June 10, 2007

London 2

The fabric of London is transportation, the main network being the 'tube'.. with a 5.10 pound day-pass the city is opened-up. You don't have to wait more than a few minutes (countdown monitors when you're feeling impatient) and the routes are extensive. The day-pass is also good on the double-decker buses, no need to pay for a tour. One tube station worth mention is Canary Wharf, by Foster + Partners. The smoothly sculpted spaces feel futuristic and the level of refinement and detail is comparable to Calatrava's work.

The interior of Embassy of Iceland by Arne Jacobsen was not accessible as we didn't have an appointment, but we enjoyed the exterior. The base is tough with cement block and concrete walls with a geometric mural, while a modular of tube-like spaces wrapped in greenish-gray metal (with signature Jacobsen rounded corners) and glazed at the ends protrude from above. The break-up of the residential suites at the street level on the 'back' side were a great example of how all systems (lighting, mail, hardware, glazing, materials, etc.) can be integrated effectively.

A highlight of London for us was the Peckham Library by Will Alsop. Sited in a vibrant eastern suburb of London (Peckham, described by some as 'undesirable'), the library at first glance seemed run-down. There were some smashed glass panels on the back facade, and the metal screen that wrapped the front facade and underside looked like an afterthought from a distance. The scale was smaller than expected. It seemed appropriate for the neighborhood, and was comfortable upon entering and circulating through a brightly lit stair (colorful glass panels added personality). The library in general is very playful with: materials, range of color, an amorphous form peeking from the roof line, and alternately canted tube steel columns. On the top floor in the main library space (3) wood pods (children's library, meeting room, and study-centre) distinctively stand on tapered concrete columns. Below are study desks and computer stations, and the perimeter is lined with stacks and additional study tables. Most were occupied when we visited.

The British Museum Great Court is another good example of Foster + Partners strong vision, craftsmanship, and execution. In a sea of museums, this space stands out. The original buildings are cast in a new light with a mesh of thin shadows created by the canopy's unique geometric form. Originally built in the mid-19th century, the courtyard was an open garden that was taken away with the addition of a round reading room in the center.
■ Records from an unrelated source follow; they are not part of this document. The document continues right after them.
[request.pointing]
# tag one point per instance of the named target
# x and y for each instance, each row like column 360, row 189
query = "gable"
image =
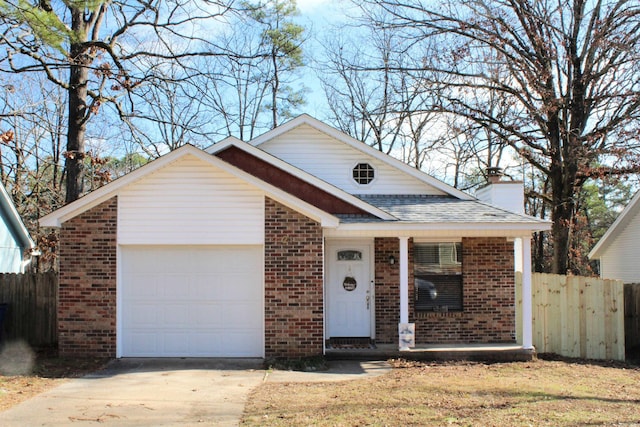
column 287, row 182
column 333, row 161
column 190, row 202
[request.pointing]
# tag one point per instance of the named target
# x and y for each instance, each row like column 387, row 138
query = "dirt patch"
column 25, row 373
column 541, row 393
The new canopy spans that gap, provides cover in adverse weather, and reduces solar gain.

Others we visited:
The B&B Italia showroom by John Pawson was beautifully detailed (especially the stone tile, 3/4" guardrail panel glazing at the stair stringer and mezzanine edge, and main level ramp (if you don't trip like I did!).
30 Finsbury Square by Eric Parry Architects was a somewhat straightforward office cube with alternating apertures cut into the stone facade... deceivingly simple.
And finally the Barbican Estate, a massive and strange corbusian-esque living community (spans 2 tube stops!) Thank you J.S. for the recommendation... we were dumbfounded.

While food may not be London's strong suit, British pubs in general have an excellent selection of beer. Grolsch (Dutch brewery founded in 1615!), Kuppers Kolsh, Leffe, and Kronenbourg 1664 were our top picks.

We finished our London visit with a night at the Fabric club ( record label under the same name). There were artists playing in (3) differently-sized rooms simultaneously and the mood and feel varied from stage to stage. The highlight was Cassy on stage 1, and some Clone Records djs on stage 3. It was really crowded around 3AM when some Italian guys started moving in on Aya, so we called it a night.